In a months heading up to a bailout of AIG, a arch monetary officer for AIGs monetary products unit worked day as well as night as well as by a weekends to work out a understanding with a banks which had purchased $61 billion of credit default swaps from AIG. AIG was perplexing to get a banks to accept as little as 40 cents upon a dollar to retire a swaps.
Typically, a counter-party to a organisation rapidly running out of money might design somewhere between 50 to 70 cents upon a dollar to tighten out a obligations. Citigroup agreed final year to accept about 60 cents upon a dollar from New York-based bond insurer Ambac Financial Group Inc. to retire insurance upon a $1.4 billion CDO.
But when a New York Fed stepped in upon September 16, 2008,with an $85 billion credit line for a company, those negotiations ground to a halt. Beginning early in November, a group lead by Tim Geithner during a New York Fed took over negotiations with a banks. Geithners group offering a banks 100 cents upon a dollar.
Bloomberg reports which a documents were identical to those drafted by AIG, except for one crucial detail.
Part of a judgment in a document was crossed out.
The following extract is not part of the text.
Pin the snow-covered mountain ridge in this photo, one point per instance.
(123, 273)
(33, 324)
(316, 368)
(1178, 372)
It contained a vacant space which was intended to uncover a amount of a haircut a banks would take, according to people who saw a tenure sheet. After reduction than a week of in isolation negotiations with a banks, a New York Fed instructed AIG to compensate them par, or 100 cents upon a dollar. The calm of a deliberations has never been made public.
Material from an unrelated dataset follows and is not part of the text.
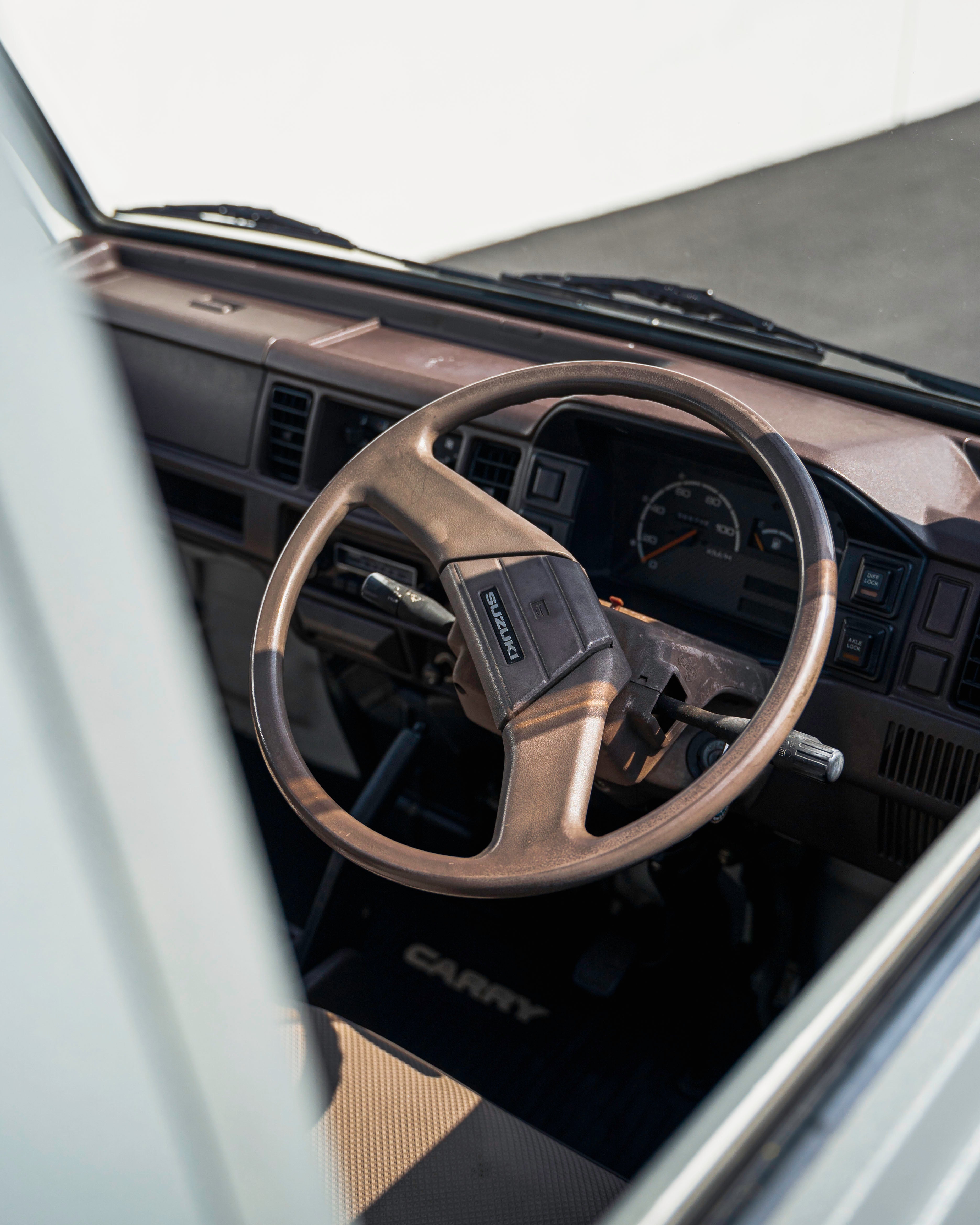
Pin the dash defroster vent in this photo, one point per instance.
(288, 418)
(928, 765)
(906, 832)
(493, 468)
The New York Feds preference to compensate a banks in full cost AIG as well as thus American taxpayers during slightest $13 billion. Thats 40 percent of a $32.5 billion AIG paid to retire a swaps. Under a agreement, a supervision as well as a taxpayers became owners of a indeterminate CDOs, whose face worth was $62 billion as well as for which AIG paid a market cost of $29.6 billion. The CDOs were shunted into a Fed-run entity called Maiden Lane III.
According to a quarterly New York Fed report, a worth of those $29.6 billion in bonds declined in worth by about $7 billion as of Jun 30.
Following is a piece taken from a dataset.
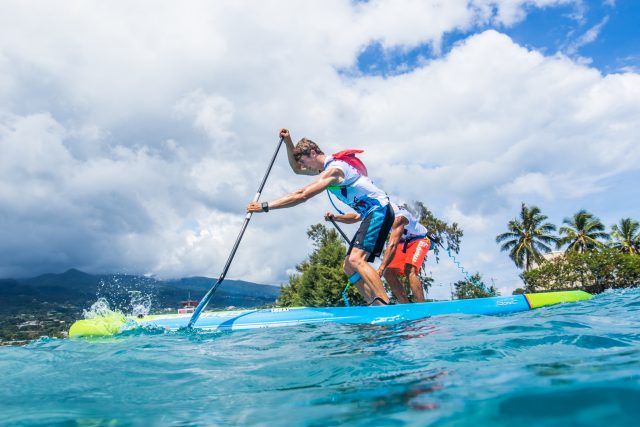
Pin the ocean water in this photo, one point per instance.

So why did a Fed compensate out so handsomely even though a improved understanding for taxpayers was already in a works? Wed guess it was monetary panic. In a wake of a fall of Lehman Brothers, a supervision was disturbed which a monetary system was upon a verge of collapse. It fearred creation banks take a haircut upon a AIG swaps would leave them with deficient capital. In short, it was a covert bailout of a banks.
The greatest winners here embody Goldman Sachs, which got $14 billion, as well as Societe Generale as well as Deutsche Bank.
No disbelief regulators would say which profitable full cost was necessary. But it was not.
A far improved move would have been to transparently bailout firms which needed a one more collateral instead of you do it in an under-handed way. Even improved would have been to have forced those firms with too much exposure to AIG to seek out new collateral in a markets, possibly converting debt to equity as well as wiping out existing shareholders. Goldman Sachs claims which it didnt need a AIG bailout bucks to survivea claim whose law well never essentially know because of a unfit operation of a bailout.
This calm has upheld by fivefilters.org.